Using the Scapy library the first condition (checking if the IP is contained in the prefix) is implemented on evilscout.py. To run this code in the AP install python and pip with the following commands:
opkg update
opkg install python3
opkg install python3-pip
Install the dependencies
pip3 install scapy
After this the code can be copy via ssh to the AP using scp. To run the code, use the following command:
python3 evilscout.py -i wlan0
In this case wlan0 is the interface used in the AP.
For the EvilTwin a Raspberry PI 2B was used along with two TP-Link AC600 Wireless NICs.

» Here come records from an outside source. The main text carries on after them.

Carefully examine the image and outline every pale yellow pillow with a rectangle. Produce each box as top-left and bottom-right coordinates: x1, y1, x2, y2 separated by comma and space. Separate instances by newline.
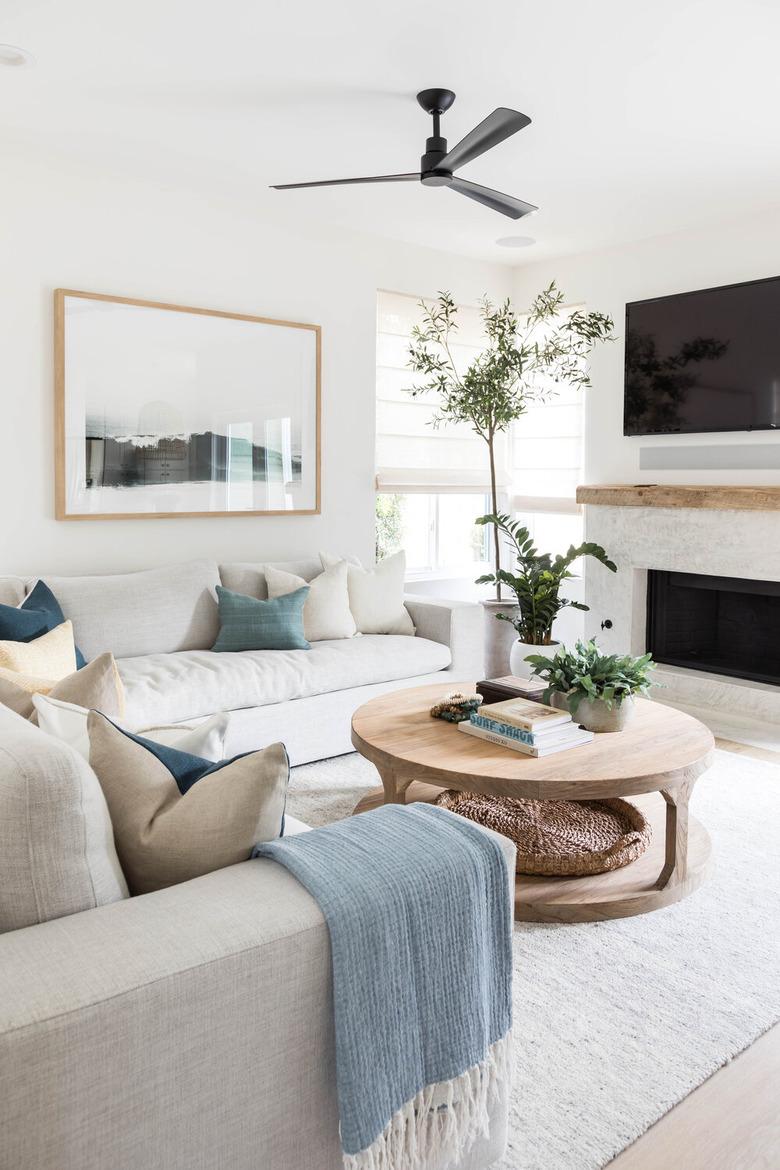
0, 651, 125, 723
0, 621, 76, 682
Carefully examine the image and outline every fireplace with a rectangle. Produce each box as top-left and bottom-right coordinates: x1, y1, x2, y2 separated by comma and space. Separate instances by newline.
647, 569, 780, 686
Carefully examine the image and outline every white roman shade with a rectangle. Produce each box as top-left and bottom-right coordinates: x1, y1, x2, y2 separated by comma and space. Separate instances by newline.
377, 293, 510, 493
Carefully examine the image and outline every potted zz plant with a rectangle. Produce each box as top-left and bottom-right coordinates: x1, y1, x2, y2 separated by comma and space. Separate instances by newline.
521, 641, 655, 731
477, 514, 617, 679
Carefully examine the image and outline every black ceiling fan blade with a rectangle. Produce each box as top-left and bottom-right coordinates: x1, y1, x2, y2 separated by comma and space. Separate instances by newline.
271, 171, 420, 191
436, 105, 531, 171
448, 177, 539, 219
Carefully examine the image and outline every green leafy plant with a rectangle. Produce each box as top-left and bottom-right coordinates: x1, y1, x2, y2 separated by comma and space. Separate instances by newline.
407, 281, 614, 600
477, 514, 617, 646
525, 640, 655, 715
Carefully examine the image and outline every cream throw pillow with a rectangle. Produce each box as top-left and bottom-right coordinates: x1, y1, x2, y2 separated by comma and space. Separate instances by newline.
0, 621, 76, 682
87, 711, 290, 894
33, 695, 230, 763
265, 560, 357, 642
0, 650, 125, 723
319, 551, 414, 634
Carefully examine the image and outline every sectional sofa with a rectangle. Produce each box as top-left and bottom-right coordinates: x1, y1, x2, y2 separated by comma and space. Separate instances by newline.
0, 562, 513, 1170
0, 558, 482, 764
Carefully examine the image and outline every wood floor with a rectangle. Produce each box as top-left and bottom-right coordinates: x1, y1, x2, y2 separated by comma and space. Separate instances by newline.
608, 738, 780, 1170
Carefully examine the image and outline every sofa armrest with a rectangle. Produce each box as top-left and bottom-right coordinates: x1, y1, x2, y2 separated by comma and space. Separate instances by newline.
0, 838, 515, 1170
403, 593, 484, 682
0, 860, 341, 1170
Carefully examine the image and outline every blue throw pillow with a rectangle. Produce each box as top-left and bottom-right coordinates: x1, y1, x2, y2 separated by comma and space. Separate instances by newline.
212, 585, 311, 651
0, 581, 87, 670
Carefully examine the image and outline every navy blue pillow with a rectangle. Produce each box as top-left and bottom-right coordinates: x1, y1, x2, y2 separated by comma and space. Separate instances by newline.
0, 581, 87, 670
117, 720, 253, 796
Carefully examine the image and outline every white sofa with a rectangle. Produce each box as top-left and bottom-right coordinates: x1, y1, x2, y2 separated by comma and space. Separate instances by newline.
0, 692, 515, 1170
0, 558, 482, 764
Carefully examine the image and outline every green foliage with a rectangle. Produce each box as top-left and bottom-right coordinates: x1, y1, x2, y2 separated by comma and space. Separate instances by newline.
407, 281, 614, 597
375, 493, 403, 560
477, 514, 617, 646
525, 641, 655, 715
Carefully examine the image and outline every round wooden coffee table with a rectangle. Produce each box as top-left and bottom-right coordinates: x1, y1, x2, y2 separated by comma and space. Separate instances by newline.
352, 684, 715, 922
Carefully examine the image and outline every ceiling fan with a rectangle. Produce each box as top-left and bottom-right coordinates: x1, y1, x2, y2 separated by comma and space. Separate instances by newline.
272, 89, 539, 219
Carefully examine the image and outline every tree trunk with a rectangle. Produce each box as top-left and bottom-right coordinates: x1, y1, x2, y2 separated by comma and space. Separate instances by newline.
488, 433, 501, 601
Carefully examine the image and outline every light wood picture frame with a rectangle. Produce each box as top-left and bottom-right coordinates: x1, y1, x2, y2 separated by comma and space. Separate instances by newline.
54, 289, 322, 519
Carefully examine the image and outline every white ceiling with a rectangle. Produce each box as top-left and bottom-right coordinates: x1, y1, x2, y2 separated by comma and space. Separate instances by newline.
0, 0, 780, 263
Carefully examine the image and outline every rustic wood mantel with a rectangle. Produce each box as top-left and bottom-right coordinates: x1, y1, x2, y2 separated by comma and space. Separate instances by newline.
577, 483, 780, 511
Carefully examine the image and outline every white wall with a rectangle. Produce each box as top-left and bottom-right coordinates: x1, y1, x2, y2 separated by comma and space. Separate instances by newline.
0, 156, 511, 574
513, 208, 780, 484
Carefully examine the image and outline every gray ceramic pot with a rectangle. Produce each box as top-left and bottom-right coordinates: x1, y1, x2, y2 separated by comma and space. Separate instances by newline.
550, 694, 634, 731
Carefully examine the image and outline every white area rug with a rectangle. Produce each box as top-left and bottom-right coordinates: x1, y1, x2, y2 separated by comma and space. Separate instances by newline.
288, 751, 780, 1170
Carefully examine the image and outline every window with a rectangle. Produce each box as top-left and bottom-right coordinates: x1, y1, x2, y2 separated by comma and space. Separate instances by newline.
377, 293, 582, 578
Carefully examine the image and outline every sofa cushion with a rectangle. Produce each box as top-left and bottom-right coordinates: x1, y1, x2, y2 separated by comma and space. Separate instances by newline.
46, 560, 220, 659
0, 577, 26, 605
0, 708, 127, 931
220, 557, 323, 600
33, 695, 233, 763
265, 560, 357, 642
320, 550, 414, 636
87, 711, 290, 894
117, 634, 450, 728
0, 653, 125, 723
212, 585, 309, 653
0, 621, 76, 682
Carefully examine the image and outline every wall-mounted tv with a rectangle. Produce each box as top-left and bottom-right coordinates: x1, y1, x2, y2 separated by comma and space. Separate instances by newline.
623, 276, 780, 435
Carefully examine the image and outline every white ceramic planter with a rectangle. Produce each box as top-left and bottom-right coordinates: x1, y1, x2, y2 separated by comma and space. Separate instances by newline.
482, 599, 520, 679
509, 638, 560, 679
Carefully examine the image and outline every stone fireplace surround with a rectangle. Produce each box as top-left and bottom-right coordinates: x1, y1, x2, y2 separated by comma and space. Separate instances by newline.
578, 484, 780, 724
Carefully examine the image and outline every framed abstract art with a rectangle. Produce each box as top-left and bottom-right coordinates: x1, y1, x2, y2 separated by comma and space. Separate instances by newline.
54, 289, 320, 519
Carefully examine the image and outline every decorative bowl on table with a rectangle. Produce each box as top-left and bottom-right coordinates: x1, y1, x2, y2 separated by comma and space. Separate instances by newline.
430, 690, 483, 723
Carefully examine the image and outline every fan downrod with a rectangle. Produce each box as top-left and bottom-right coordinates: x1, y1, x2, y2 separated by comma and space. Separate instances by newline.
417, 89, 455, 187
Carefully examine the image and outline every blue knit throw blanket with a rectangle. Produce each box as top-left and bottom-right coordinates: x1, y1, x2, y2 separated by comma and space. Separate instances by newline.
255, 804, 512, 1170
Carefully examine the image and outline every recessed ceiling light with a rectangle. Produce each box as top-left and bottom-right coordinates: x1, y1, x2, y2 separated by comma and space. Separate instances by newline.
496, 235, 537, 248
0, 44, 35, 69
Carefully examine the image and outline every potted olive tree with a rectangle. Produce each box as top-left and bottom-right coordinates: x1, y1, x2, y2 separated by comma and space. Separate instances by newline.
477, 514, 617, 679
408, 281, 614, 676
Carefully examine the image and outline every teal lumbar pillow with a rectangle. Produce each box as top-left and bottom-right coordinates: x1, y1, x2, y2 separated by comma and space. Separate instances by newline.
212, 585, 311, 651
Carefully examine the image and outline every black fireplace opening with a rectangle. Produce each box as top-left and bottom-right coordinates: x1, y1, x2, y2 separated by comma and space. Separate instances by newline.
647, 569, 780, 686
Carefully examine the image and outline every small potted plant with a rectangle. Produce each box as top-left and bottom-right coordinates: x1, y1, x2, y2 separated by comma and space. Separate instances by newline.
529, 641, 655, 731
477, 514, 617, 679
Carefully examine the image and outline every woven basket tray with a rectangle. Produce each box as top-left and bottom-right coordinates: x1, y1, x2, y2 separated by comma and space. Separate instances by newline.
436, 791, 653, 878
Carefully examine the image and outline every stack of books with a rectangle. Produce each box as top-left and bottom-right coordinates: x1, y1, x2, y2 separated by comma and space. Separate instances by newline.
458, 698, 593, 758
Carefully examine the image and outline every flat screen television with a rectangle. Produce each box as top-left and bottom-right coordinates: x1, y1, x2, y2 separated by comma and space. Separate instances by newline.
623, 276, 780, 435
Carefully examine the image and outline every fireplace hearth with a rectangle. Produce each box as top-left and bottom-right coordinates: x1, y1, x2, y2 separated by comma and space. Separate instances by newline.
647, 570, 780, 687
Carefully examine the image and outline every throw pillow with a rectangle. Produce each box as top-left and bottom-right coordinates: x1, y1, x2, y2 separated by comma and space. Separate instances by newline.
265, 560, 357, 642
212, 585, 311, 651
0, 708, 127, 931
33, 695, 230, 763
0, 621, 76, 682
87, 711, 290, 894
319, 552, 414, 634
0, 652, 125, 723
0, 581, 87, 668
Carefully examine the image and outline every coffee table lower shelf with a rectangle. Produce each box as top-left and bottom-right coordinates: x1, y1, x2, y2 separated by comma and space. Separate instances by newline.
354, 780, 712, 922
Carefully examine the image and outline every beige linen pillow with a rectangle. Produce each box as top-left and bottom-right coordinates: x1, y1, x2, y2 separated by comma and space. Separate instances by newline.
0, 650, 125, 723
265, 560, 357, 642
87, 711, 290, 894
0, 708, 127, 931
0, 621, 76, 681
319, 551, 414, 634
33, 695, 230, 763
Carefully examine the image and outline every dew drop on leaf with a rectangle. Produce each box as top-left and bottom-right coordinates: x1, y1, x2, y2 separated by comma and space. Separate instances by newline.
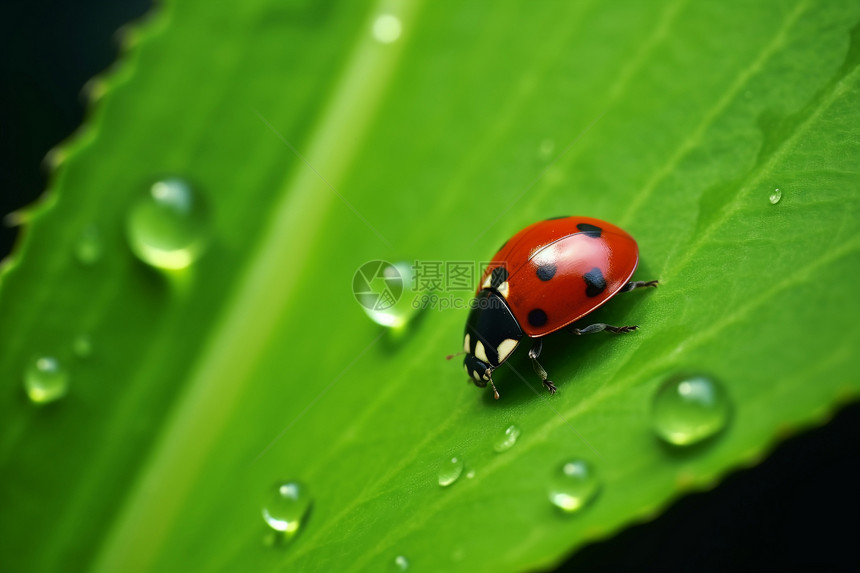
373, 14, 403, 44
651, 376, 731, 446
126, 179, 209, 269
549, 459, 600, 513
352, 261, 416, 330
24, 356, 69, 404
493, 424, 522, 452
74, 226, 104, 266
263, 482, 311, 537
439, 456, 463, 487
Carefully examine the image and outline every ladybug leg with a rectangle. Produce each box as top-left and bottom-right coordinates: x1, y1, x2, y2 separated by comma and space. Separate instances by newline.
529, 338, 558, 394
618, 281, 660, 292
571, 322, 639, 336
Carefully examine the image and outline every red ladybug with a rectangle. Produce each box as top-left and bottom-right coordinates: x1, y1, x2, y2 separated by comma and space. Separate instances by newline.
463, 217, 658, 399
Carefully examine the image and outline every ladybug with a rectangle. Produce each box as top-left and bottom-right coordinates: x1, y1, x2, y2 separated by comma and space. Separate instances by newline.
463, 217, 658, 400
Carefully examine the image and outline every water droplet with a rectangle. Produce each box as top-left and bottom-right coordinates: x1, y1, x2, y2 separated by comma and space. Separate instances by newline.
538, 139, 555, 159
493, 424, 521, 452
72, 334, 93, 358
651, 376, 730, 446
549, 459, 600, 513
373, 14, 403, 44
439, 456, 463, 487
352, 261, 417, 329
263, 482, 311, 536
75, 226, 104, 266
24, 356, 69, 404
126, 179, 209, 269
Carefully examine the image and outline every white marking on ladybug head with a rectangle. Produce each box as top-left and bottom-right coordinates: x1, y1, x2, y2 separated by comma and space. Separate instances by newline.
496, 281, 510, 298
496, 338, 519, 363
475, 340, 490, 364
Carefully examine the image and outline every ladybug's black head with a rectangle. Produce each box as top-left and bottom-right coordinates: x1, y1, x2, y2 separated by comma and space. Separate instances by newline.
463, 289, 523, 398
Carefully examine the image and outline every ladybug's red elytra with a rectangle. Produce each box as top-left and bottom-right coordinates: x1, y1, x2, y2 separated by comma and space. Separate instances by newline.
463, 217, 658, 399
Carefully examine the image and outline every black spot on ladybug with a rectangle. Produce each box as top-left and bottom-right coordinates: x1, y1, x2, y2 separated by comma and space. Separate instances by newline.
576, 223, 603, 239
582, 267, 606, 296
537, 263, 557, 281
490, 267, 508, 288
529, 308, 546, 326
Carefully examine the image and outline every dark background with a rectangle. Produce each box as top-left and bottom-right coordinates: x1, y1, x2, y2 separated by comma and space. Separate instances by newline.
0, 0, 860, 572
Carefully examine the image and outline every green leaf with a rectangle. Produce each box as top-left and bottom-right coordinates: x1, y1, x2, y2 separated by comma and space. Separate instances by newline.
0, 0, 860, 572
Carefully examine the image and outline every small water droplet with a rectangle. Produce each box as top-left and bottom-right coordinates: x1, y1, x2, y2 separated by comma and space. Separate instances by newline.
72, 334, 93, 358
75, 225, 104, 266
352, 261, 417, 329
373, 14, 403, 44
549, 459, 600, 513
263, 482, 311, 537
651, 376, 731, 446
126, 178, 209, 269
538, 139, 555, 159
493, 424, 521, 452
439, 456, 463, 487
24, 356, 69, 404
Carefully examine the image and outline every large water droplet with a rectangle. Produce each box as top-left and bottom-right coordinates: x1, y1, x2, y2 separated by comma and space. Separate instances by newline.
651, 376, 731, 446
75, 226, 104, 266
373, 14, 403, 44
549, 459, 600, 513
493, 424, 521, 452
439, 456, 463, 487
352, 261, 416, 329
24, 356, 69, 404
263, 482, 311, 536
126, 179, 209, 269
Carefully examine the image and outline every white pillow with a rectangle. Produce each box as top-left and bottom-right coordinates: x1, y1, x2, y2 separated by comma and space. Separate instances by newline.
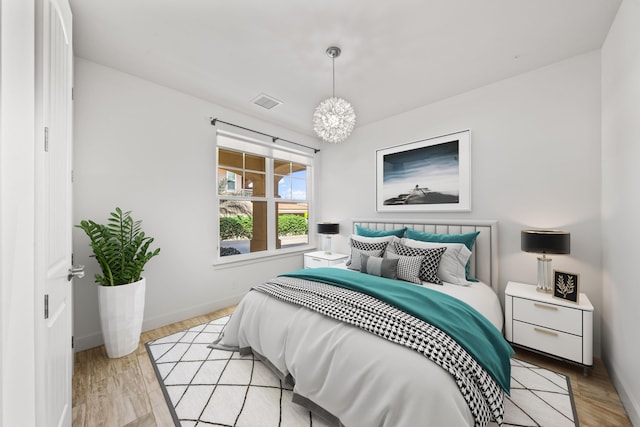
401, 238, 471, 286
349, 234, 401, 254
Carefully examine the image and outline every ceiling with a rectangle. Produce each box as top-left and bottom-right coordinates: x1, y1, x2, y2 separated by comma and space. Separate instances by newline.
70, 0, 621, 135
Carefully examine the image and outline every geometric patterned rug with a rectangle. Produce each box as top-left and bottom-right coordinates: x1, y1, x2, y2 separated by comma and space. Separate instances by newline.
145, 316, 578, 427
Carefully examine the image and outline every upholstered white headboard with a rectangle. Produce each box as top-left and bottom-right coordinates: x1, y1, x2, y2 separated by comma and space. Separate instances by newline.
351, 218, 499, 293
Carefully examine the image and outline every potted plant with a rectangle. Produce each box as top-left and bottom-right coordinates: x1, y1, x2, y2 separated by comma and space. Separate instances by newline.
76, 208, 160, 358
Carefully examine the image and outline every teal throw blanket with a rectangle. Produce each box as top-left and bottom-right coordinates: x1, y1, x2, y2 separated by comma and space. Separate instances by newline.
282, 267, 514, 393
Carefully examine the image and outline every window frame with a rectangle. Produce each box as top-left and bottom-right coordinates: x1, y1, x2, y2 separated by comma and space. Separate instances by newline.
213, 128, 316, 266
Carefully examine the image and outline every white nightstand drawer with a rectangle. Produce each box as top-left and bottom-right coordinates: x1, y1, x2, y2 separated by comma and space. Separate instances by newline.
513, 298, 582, 336
513, 320, 584, 363
298, 256, 329, 268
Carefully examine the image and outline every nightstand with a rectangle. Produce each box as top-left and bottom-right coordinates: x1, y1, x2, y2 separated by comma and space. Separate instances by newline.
504, 282, 593, 375
304, 251, 349, 268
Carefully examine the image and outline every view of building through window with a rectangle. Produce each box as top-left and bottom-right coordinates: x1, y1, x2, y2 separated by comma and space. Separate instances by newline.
217, 142, 309, 257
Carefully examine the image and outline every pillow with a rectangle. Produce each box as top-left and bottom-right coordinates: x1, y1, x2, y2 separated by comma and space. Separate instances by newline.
396, 243, 447, 285
349, 234, 400, 253
407, 229, 480, 282
386, 253, 424, 285
401, 239, 471, 286
347, 238, 388, 271
360, 253, 398, 280
356, 224, 407, 237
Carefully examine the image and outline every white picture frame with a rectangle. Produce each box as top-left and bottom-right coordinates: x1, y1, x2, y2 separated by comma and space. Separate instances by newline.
376, 130, 471, 212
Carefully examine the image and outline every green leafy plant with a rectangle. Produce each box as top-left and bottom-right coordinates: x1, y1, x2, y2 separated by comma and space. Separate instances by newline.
76, 208, 160, 286
278, 214, 309, 236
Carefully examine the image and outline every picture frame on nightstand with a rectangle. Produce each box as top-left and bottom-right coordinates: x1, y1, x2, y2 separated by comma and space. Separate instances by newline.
553, 270, 580, 304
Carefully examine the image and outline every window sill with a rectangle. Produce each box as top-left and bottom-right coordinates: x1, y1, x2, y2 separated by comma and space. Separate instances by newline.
213, 245, 316, 269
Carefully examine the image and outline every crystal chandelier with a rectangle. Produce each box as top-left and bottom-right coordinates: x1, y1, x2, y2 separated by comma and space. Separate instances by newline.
313, 46, 356, 144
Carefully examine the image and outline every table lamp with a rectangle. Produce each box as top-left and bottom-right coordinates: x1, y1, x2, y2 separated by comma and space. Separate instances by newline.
520, 229, 571, 292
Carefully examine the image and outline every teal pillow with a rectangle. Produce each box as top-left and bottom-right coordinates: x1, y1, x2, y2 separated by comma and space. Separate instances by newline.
356, 224, 407, 237
407, 229, 480, 282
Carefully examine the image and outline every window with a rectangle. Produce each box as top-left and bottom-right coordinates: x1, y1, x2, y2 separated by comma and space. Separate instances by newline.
216, 130, 313, 263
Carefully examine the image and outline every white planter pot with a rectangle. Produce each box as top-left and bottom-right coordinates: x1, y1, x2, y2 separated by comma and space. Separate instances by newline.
98, 277, 146, 358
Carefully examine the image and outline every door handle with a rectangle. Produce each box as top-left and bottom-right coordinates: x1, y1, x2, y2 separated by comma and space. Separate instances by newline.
67, 265, 84, 281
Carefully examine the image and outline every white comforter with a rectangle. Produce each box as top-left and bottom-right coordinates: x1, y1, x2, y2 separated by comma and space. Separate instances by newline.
219, 284, 502, 427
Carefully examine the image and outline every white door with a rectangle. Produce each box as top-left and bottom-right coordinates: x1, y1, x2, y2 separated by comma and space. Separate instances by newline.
36, 0, 73, 426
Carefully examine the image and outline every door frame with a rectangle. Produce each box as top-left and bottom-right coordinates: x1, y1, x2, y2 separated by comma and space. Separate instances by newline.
0, 0, 37, 426
34, 0, 73, 426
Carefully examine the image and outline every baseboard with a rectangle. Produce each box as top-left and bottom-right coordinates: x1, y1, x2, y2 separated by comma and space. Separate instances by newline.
74, 294, 245, 352
606, 363, 640, 427
142, 292, 246, 332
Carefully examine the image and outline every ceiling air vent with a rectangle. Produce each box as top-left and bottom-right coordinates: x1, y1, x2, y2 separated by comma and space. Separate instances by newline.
251, 93, 282, 110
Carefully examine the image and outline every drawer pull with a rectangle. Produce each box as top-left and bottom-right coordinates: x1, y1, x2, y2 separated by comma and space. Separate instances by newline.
533, 302, 558, 310
533, 328, 558, 337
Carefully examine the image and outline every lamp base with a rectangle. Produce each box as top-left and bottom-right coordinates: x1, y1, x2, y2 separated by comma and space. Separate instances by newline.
323, 234, 331, 255
536, 254, 553, 294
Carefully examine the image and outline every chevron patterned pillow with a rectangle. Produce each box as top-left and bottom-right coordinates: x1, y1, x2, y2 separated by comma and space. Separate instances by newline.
395, 243, 447, 285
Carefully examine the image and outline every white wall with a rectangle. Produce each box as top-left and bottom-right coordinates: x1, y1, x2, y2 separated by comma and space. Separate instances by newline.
0, 0, 36, 426
319, 52, 602, 355
602, 0, 640, 426
74, 59, 317, 350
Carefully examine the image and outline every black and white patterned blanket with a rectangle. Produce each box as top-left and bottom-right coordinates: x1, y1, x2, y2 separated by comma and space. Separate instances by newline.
253, 277, 504, 426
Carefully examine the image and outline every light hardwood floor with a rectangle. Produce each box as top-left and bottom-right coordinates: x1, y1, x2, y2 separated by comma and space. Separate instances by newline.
73, 307, 631, 427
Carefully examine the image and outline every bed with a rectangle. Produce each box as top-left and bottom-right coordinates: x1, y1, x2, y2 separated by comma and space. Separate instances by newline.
212, 219, 512, 427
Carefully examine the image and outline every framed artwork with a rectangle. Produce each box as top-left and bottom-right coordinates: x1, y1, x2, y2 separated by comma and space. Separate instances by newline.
553, 270, 580, 304
376, 130, 471, 212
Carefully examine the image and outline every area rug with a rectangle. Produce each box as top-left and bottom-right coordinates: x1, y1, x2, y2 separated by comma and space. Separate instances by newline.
146, 316, 578, 427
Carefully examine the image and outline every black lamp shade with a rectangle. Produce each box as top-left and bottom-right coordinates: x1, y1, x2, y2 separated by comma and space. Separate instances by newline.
317, 222, 340, 234
520, 230, 571, 254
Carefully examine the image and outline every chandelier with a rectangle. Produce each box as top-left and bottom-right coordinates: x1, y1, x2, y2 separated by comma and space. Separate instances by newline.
313, 46, 356, 144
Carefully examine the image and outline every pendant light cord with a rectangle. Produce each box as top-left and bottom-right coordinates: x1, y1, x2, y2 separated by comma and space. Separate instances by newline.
331, 56, 336, 98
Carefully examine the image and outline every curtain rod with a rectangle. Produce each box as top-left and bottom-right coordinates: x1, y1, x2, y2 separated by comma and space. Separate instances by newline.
211, 117, 320, 154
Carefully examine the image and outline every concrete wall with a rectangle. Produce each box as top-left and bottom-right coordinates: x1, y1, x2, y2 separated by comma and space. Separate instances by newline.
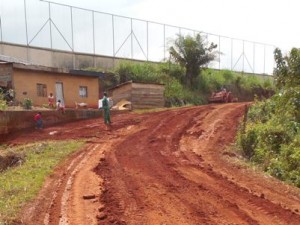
109, 82, 165, 109
0, 109, 129, 136
0, 110, 102, 135
0, 42, 131, 70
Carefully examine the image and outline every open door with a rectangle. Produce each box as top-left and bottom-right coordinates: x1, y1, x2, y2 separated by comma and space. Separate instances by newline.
55, 82, 65, 105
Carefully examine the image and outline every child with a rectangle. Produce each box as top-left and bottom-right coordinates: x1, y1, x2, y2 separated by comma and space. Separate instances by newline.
56, 100, 65, 113
48, 93, 54, 109
34, 112, 43, 129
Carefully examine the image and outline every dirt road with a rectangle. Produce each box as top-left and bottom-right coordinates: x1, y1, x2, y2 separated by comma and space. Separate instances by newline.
8, 103, 300, 225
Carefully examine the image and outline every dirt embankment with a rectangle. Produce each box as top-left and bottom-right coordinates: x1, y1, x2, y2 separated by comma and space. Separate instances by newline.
4, 103, 300, 225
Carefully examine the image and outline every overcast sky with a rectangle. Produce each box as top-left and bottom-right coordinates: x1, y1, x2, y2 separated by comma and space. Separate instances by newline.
46, 0, 300, 50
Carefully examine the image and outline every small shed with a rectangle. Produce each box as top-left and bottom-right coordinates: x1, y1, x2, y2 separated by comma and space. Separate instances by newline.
108, 81, 165, 109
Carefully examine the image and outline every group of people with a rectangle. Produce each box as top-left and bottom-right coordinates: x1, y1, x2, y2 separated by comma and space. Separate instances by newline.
48, 93, 65, 113
34, 92, 112, 129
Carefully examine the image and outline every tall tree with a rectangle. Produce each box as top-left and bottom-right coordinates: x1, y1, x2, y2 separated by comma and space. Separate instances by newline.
169, 34, 217, 87
274, 48, 300, 89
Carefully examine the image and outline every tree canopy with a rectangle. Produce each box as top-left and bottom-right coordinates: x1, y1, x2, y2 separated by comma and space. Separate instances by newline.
169, 34, 217, 87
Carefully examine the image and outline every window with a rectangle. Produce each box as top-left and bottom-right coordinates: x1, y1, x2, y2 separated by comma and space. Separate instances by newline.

To burn the image onto the SD I recommend following the official documentation provided by Kali: Kali on Raspberry Pi 2 - User Instructions
To use the Wireless nics the drivers are required. Drivers and installation instructions from this repository were followed: TP-Link Archer T2U Plus a.k.a AC600 High-Gain
To perform the passive attack, this implementation of Linux Wifi Hotspot was used. The EvilTwin was configurated using the GUI provided. The SSID, BSSID and channel were manually set to match the ones deployed at the LAP.
To perform this attack airgeddon was used. The attack was configured to use wlan1 for the attack and perform and EvilTwin attack in conjunction with a de-auth attack. Installation an instructions are provided inside the project's repository.